Enfield Council is considering external investment for its energy company, Energetik, as it reaches a critical stage in its development and long-term financial sustainability. Challenges for Energetik have included slower-than-expected returns from housing development connections and the need for procurement flexibility to deliver cost-efficient outcomes.

The Overview & Scrutiny Committee met on 8 September 2025 to discuss the potential move, aimed at minimising the financial burden on the council. Hermetica Black, Partner Selection Manager, has been appointed to advise Enfield Council on the process.

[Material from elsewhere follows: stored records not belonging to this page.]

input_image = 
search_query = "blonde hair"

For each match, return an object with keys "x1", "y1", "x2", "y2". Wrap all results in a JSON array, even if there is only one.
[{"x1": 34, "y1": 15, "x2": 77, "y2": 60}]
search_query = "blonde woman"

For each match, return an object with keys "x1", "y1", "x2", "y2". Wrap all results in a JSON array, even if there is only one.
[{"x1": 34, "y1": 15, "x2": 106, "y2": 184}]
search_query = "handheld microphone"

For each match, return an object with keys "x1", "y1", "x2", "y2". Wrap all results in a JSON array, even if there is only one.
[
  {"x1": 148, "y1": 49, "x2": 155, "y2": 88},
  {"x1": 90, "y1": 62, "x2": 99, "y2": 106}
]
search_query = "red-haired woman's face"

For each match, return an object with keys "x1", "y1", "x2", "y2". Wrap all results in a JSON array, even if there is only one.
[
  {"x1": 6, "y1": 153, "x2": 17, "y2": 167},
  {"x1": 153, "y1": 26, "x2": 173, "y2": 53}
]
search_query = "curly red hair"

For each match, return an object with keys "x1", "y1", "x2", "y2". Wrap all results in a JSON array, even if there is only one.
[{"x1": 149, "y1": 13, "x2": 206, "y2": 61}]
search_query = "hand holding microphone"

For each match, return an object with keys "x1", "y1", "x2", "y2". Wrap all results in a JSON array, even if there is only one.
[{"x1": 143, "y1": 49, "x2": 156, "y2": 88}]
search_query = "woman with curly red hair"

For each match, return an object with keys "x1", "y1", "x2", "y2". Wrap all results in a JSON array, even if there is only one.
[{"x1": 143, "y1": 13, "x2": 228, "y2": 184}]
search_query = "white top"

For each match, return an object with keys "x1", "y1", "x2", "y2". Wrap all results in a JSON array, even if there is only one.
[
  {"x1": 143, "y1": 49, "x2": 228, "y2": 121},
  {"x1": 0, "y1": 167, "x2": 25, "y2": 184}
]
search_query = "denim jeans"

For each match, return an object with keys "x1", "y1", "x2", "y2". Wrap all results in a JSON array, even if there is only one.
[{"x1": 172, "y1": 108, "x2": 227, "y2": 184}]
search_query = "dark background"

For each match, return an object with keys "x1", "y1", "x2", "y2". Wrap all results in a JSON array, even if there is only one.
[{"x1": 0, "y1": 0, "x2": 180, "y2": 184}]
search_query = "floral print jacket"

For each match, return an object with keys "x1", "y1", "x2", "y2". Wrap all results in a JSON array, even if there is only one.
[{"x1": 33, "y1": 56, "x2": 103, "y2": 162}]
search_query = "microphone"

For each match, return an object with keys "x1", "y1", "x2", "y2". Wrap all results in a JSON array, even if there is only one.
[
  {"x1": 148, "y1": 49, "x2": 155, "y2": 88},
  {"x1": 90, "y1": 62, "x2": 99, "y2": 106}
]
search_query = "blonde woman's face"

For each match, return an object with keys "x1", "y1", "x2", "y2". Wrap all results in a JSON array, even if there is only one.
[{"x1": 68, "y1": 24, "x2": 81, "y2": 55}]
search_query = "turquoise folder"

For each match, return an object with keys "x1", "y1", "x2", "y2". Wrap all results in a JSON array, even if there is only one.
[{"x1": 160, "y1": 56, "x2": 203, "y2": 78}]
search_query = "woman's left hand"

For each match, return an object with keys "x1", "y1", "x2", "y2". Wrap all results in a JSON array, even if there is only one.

Energetik has received substantial investment to develop its low-carbon heat network infrastructure, including £81 million in government-backed loans and grants, £10 million in Public Works Loan Board (PWLB) loans, and a projected £99 million in connection fees over the course of the business plan. As of 31 March 2025, Enfield Council had on lent £51.7m to Energetik. Energetik and Enfield had also secured £18.6m in grant from the Public Sector Decarbonisation Scheme to connect eight schools.

However, the project has faced challenges, including slower-than-expected returns from housing development connections and the need for procurement flexibility to deliver cost-efficient outcomes. A paper (KD5865) went to the Cabinet held on 11 June 2025 which presented options to the council on how best to support the business to achieve its business plan objectives.

The committee noted several key risks associated with Energetik, including investment risk, subsidy control compliance, revenue uncertainty, and technology risk. The Public reports pack provided an update on Energetik, including information on how much money has been invested, a review of the business plan and operating model, key performance indicators (KPIs), and value for money for the taxpayer.